Motif pembunuhan sadis itu pun masih gelap. Sejumlah spekulasi pun merebak. Apalagi, Kabidhumas Polda Metro Jaya Kombespol Argo Yuwono menyatakan bahwa rumah dalam keadaan rapi. Meski belum kelar diselidiki, Argo juga menyebut kemungkinan pelakunya tidak mengambil barang berharga dari rumah. ”Tapi, ini belum dipastikan ya. Soalnya semuanya dalam keadaan rapi, dan sekilas tidak ada barang yang hilang,” katanya, dalam jumpa pers tadi malam.

Menurut Argo motif kasus ini memang masih gelap. ”Kami cenderung motifnya sesuatu yang tersembunyi.
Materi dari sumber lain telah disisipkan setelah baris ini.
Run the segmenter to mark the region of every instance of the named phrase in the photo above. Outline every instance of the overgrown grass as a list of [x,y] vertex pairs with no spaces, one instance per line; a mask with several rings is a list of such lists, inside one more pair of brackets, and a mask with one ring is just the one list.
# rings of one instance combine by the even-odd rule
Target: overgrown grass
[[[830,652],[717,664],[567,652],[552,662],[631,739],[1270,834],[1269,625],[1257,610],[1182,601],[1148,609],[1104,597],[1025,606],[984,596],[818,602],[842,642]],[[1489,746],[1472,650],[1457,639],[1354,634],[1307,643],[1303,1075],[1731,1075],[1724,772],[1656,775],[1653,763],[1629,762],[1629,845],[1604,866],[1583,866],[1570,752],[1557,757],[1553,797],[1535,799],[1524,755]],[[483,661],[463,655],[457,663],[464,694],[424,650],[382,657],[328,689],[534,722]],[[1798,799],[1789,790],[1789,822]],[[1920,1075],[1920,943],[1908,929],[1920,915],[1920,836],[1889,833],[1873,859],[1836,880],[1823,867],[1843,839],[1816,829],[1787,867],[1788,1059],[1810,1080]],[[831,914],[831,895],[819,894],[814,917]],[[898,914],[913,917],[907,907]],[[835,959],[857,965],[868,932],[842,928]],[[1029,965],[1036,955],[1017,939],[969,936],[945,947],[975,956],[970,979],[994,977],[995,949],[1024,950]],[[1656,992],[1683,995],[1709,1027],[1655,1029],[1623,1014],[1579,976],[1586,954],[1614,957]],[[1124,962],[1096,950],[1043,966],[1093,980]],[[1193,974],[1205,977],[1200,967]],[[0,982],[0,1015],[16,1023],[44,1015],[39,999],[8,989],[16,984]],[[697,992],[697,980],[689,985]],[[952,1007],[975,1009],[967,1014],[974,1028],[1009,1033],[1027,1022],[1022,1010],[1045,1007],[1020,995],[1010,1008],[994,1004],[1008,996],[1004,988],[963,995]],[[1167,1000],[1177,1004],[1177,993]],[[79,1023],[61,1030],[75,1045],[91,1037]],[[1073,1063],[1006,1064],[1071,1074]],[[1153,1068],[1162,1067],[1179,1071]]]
Entah itu ada dokumen berharga yang jadi rebutan, atau dendam. Bukan perampokan murni,” ucapnya. Sebab, jika perampokan murni, maka pasti akan terlihat tidak ada basa-basi di TKP. ”Pintu lemari yang dibuka paksa, atau rumah acak-acakan. Seperti itulah. Namun, TKP sangat rapi,” imbuhnya.

Spekulasi ini makin kuat setelah salah satu kerabat korban yang bernama Dewi menyatakan bahwa motifnya adalah soal tender. Yakni, Dodi Triono, 59, baru saja menang tender rehabilitasi fasilitas olahraga dalam Asian Games dengan nilai cukup besar. Selain itu, Dodo Triono ini juga mempunyai tiga istri. Salah satu fakta yang bisa menjadi motif pembunuhannya.

Di sisi lain, sumber tersebut meyakini bahwa ini juga bukan pembunuhan murni. Sebab, cara membunuhnya terlalu rumit, dan beresiko korban bisa menyelamatkan diri. ”Jika anda adalah pembunuh bayaran, maka tentu anda tidak akan membunuhnya dengan cara menjejalkan sebelas orang ke dalam kamar mandi kecil lalu ditinggal begitu saja,” paparnya. Kecuali jika dikasih gas beracun, sehingga semua korban tewas. ”Kami tak menemukan jejak gas beracun. Jadi, jika ditinggal begitu saja, ada kemungkinan korban bisa mendobrak pintu, atau ada orang yang masuk lalu menyelamatkannya,” tambahnya.